Whitey represented the Killeens; Pat Nee and Tommy King the Mullins.  The conference succeeded. The Killeen and Mullen deadly dust-up was over. Whitey and the Mullens would split all the proceeds from the illegal gambling activities and other criminal activities in South Boston and stay alive for somewhat longer.

 

2 Comments

  1. greetings and a great new year for you and yours . perhaps you could go over 2 names at some point in your blog. one would be longtime boston globe and former cbs employee will mcdonough and longtime globe columnist mike barnicle. i bring them up because after so many years of reading them i find out will was billy bulgers first campaighn mgr and visited whitey in levenworth prison in kansas in the 1960s. i find that very intersesting and i wonder what you think of will and his friedship with the bulger brothers. i know what howie carr thinks of mike barnicle. what do you think of mike barnicle? by that i mean he put in print many times whitey keeps the drugs out of southie etc etc. this may be off topic but so many things i have wondered have been answered on this blog and i thank you for it. now every time i look at a nonfiction book i look at the footnotes also. thanks for that regards,

    • maguiredoug
      I thought I had replied to you but don’t see it went through. Will McDonough knew Billy from South Boston. They were good friends. He was a well respected sports writer with a national audience. Worked at the Boston Globe. Howie Carr hats the Boston Globe (apparently he couldn’t get a job there) and makes money off of defaming Bulger. He makes much about McDonough visiting Whitey in prison. The Whitey in prison was not the murderer he is suspected of being today. He was a bank robber. Noting wrong with visiting people in prison, in fact it is a good idea to support your friends and hope you can make a positive contribution to the prisoner turning things around after he or she gets out.

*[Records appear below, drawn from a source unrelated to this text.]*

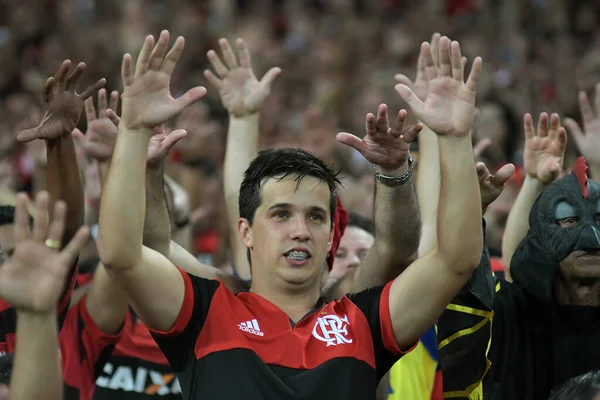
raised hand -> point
(160, 143)
(32, 279)
(588, 139)
(492, 185)
(449, 109)
(241, 92)
(544, 153)
(147, 100)
(63, 104)
(99, 140)
(384, 146)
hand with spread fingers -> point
(588, 138)
(33, 278)
(241, 92)
(63, 104)
(449, 109)
(160, 143)
(147, 100)
(99, 140)
(544, 153)
(492, 185)
(384, 146)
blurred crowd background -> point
(339, 58)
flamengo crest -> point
(332, 329)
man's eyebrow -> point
(279, 205)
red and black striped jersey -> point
(137, 369)
(84, 349)
(226, 346)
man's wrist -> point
(251, 117)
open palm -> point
(241, 92)
(32, 279)
(63, 104)
(147, 100)
(449, 109)
(544, 153)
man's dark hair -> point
(6, 362)
(582, 387)
(279, 163)
(7, 216)
(360, 222)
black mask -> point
(536, 260)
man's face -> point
(4, 392)
(7, 241)
(291, 233)
(354, 246)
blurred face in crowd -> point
(354, 245)
(291, 233)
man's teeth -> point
(297, 255)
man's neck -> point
(577, 293)
(296, 304)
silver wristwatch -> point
(394, 181)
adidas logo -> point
(251, 327)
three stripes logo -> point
(251, 327)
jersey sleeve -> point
(374, 304)
(84, 349)
(178, 343)
(464, 332)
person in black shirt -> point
(280, 340)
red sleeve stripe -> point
(187, 308)
(385, 320)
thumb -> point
(480, 146)
(270, 77)
(78, 135)
(503, 174)
(27, 135)
(410, 98)
(403, 79)
(350, 140)
(172, 138)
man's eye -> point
(570, 222)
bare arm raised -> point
(32, 280)
(397, 219)
(543, 159)
(420, 294)
(143, 274)
(243, 95)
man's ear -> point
(245, 232)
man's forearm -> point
(460, 238)
(242, 148)
(36, 373)
(122, 208)
(65, 183)
(517, 223)
(428, 188)
(157, 224)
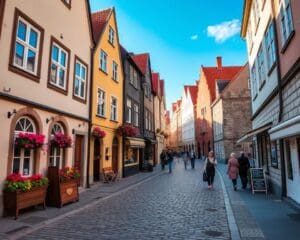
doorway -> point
(96, 164)
(115, 155)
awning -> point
(135, 142)
(286, 129)
(247, 137)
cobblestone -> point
(169, 206)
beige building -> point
(44, 83)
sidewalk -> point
(259, 216)
(38, 217)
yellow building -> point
(107, 94)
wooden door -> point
(96, 160)
(79, 154)
(114, 157)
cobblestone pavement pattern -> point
(169, 206)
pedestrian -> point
(163, 159)
(193, 156)
(244, 166)
(170, 160)
(233, 170)
(209, 167)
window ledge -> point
(272, 68)
(287, 42)
(262, 85)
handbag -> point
(205, 177)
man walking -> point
(244, 165)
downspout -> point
(90, 119)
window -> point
(136, 114)
(103, 61)
(113, 109)
(261, 68)
(56, 153)
(80, 80)
(58, 68)
(101, 103)
(128, 111)
(115, 71)
(27, 47)
(23, 158)
(286, 21)
(270, 45)
(253, 81)
(111, 35)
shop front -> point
(133, 155)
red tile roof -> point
(155, 84)
(212, 74)
(99, 20)
(142, 61)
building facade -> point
(206, 96)
(45, 74)
(107, 90)
(232, 115)
(133, 149)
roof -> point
(141, 61)
(221, 84)
(99, 20)
(213, 73)
(155, 83)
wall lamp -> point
(9, 114)
(49, 119)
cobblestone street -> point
(169, 206)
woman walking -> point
(209, 168)
(233, 170)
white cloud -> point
(194, 37)
(225, 30)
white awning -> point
(286, 129)
(247, 137)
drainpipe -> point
(90, 120)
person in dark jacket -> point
(244, 165)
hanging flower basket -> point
(60, 140)
(127, 130)
(29, 140)
(98, 133)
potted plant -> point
(23, 192)
(98, 133)
(61, 140)
(63, 186)
(29, 140)
(127, 130)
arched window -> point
(56, 153)
(23, 158)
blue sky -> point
(180, 35)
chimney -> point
(219, 62)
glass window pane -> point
(55, 53)
(19, 56)
(63, 59)
(76, 88)
(61, 77)
(53, 73)
(26, 166)
(33, 38)
(31, 60)
(22, 30)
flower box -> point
(17, 200)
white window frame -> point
(103, 61)
(59, 66)
(80, 79)
(101, 102)
(113, 109)
(27, 47)
(114, 71)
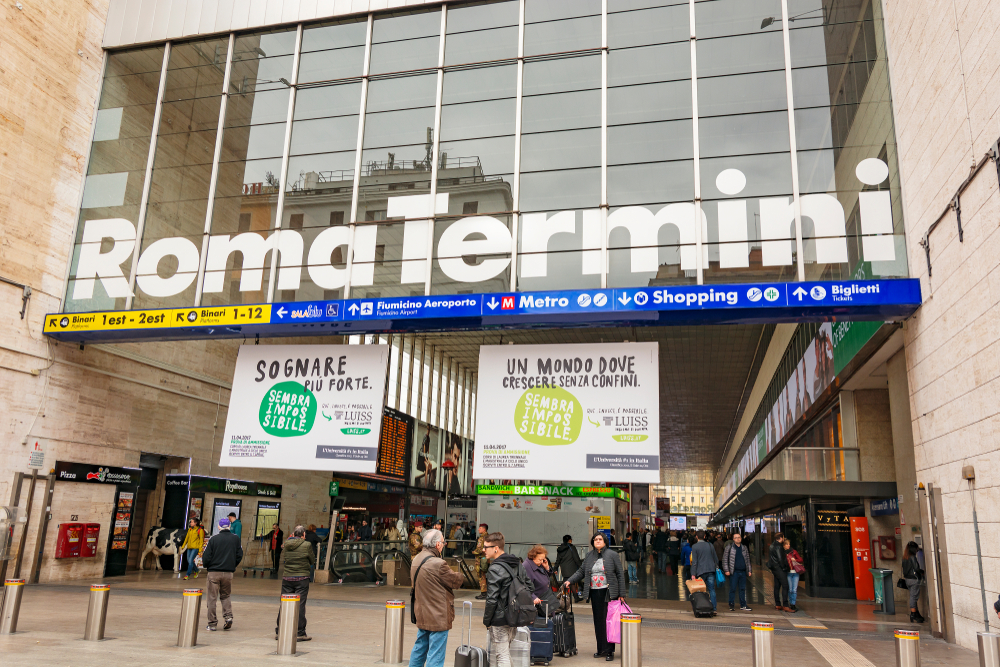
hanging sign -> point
(575, 412)
(306, 407)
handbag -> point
(614, 622)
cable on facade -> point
(955, 204)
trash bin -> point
(884, 594)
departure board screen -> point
(394, 445)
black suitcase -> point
(701, 604)
(542, 638)
(564, 629)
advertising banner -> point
(306, 407)
(570, 412)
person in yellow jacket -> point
(194, 544)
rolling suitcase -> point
(467, 655)
(701, 604)
(542, 641)
(564, 629)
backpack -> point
(520, 607)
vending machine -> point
(864, 585)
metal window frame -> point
(144, 199)
(214, 178)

Since I’m of the school that Billy Bulger is being unfairly treated simply because of his relationship to Whitey, I see nothing wrong with McDonough’s association with him.
      Mike Barnicle is a very smart, street wise, man. I always enjoyed his columns in the Globe. Howie Carr despised him because he worked for the Globe and had so much more talent than he had. If you listen to Howie Carr you’ll see he is the prototypical begrudger feeling a personal insult if anyone he doesn’t likes succeeds and will do his utmost to tear him down. It was a commonly held belief at one time that Whitey kept drugs out of Southie. That it turned out to be totally wrong when evidence comes out later, does not mean the person who held the belief before it was shown to be wrong did something wrong.

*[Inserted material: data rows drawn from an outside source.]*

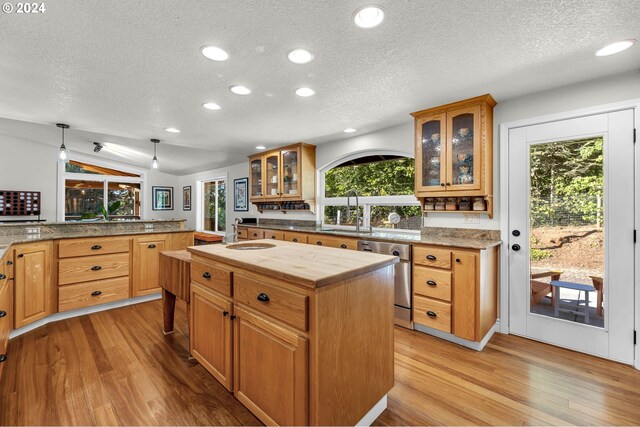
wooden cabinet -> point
(146, 265)
(210, 339)
(285, 174)
(33, 282)
(454, 151)
(270, 369)
(455, 290)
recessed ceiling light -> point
(616, 47)
(240, 90)
(368, 16)
(214, 53)
(300, 56)
(211, 106)
(305, 92)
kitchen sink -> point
(250, 246)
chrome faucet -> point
(349, 194)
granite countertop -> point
(437, 239)
(307, 265)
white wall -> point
(29, 165)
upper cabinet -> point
(284, 178)
(454, 152)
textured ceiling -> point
(125, 70)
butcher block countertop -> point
(307, 265)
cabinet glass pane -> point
(272, 176)
(462, 149)
(431, 149)
(290, 173)
(256, 178)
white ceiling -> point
(124, 70)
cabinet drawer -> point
(216, 278)
(284, 305)
(93, 293)
(432, 283)
(275, 235)
(93, 246)
(439, 316)
(84, 269)
(440, 258)
(296, 237)
(255, 234)
(242, 233)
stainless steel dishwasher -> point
(402, 277)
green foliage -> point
(567, 179)
(388, 177)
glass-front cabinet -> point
(454, 153)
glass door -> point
(431, 154)
(291, 174)
(571, 262)
(255, 178)
(272, 176)
(463, 149)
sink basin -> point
(250, 246)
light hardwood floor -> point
(116, 367)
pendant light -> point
(63, 153)
(154, 163)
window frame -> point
(63, 176)
(200, 203)
(365, 201)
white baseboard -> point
(374, 412)
(478, 346)
(82, 311)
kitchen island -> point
(302, 335)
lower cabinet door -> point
(210, 335)
(270, 370)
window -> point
(214, 206)
(385, 186)
(92, 191)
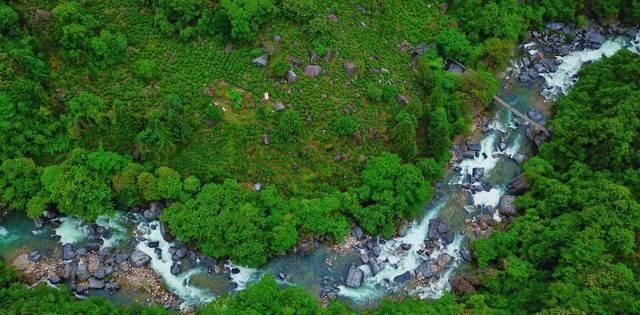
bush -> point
(109, 48)
(145, 69)
(289, 125)
(8, 18)
(345, 126)
(299, 10)
(247, 16)
(374, 92)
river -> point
(397, 257)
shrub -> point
(345, 126)
(374, 92)
(145, 69)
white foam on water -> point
(244, 277)
(437, 286)
(72, 230)
(178, 284)
(487, 146)
(564, 78)
(488, 198)
(117, 230)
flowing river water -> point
(194, 285)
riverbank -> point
(471, 203)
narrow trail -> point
(512, 109)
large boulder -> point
(81, 272)
(425, 269)
(461, 286)
(291, 76)
(354, 277)
(139, 258)
(403, 277)
(261, 61)
(506, 205)
(67, 252)
(96, 284)
(34, 256)
(175, 268)
(312, 70)
(518, 185)
(350, 68)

      I try to suggest that when we examine the behavior of people we don’t look at what we know now and judge the person’s past actions but we look at what the person knew or should have known at the time the person made the decision. Barnicle appears on TV now on a show Morning Joe. He always has good insights. It kills Howie, the man who would be king, to see that and to find himself still stuck on a local AM station and still at the Herald.

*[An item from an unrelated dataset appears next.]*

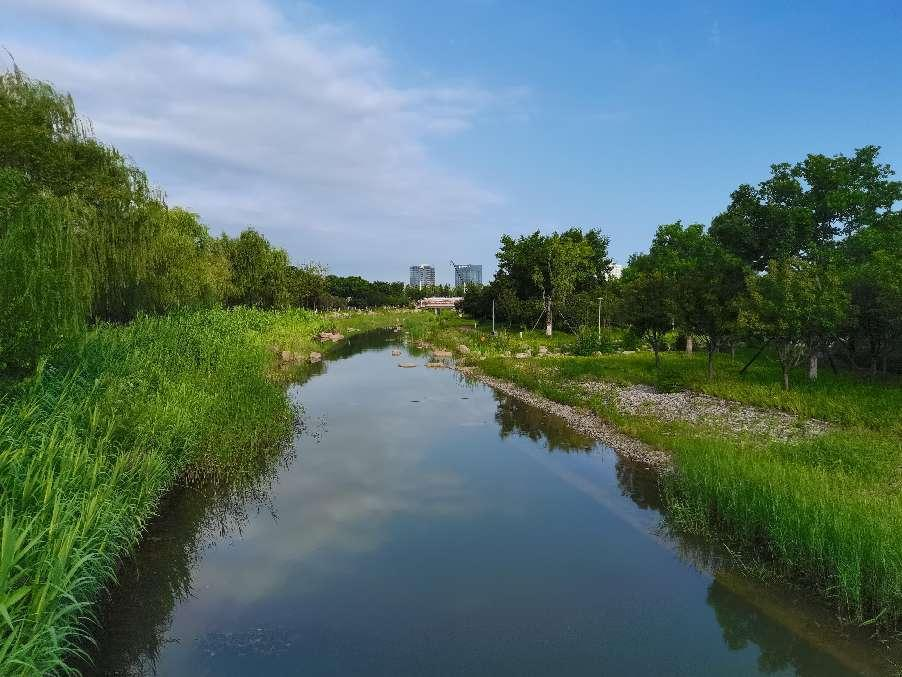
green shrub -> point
(589, 341)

      I’m rereading Howie’s first book and comparing it to the second. He makes lots of allegations in the first book that he contradicts in the second after he has more information. I don’t think he deliberately lied in the first book but that he used the information available to him and came to a faulty conclusion which he probably should not have written as factual. That just supports my suggestion that we can often be wrong in our opinions at an earlier date when more evidence comes out at a later time. If Whitey had been in prison for murdering 19 people and Will McDonough was visiting him, or if Barnicle wrote today that Whitey kept drugs out of South Boston, I might smell a rat That they did it in another era, I make nothing of it but I do recognize both men had immense talent and that Howie Carr would give up his Cadillac, low number plate, and probably the spouse and kids to have half their talent.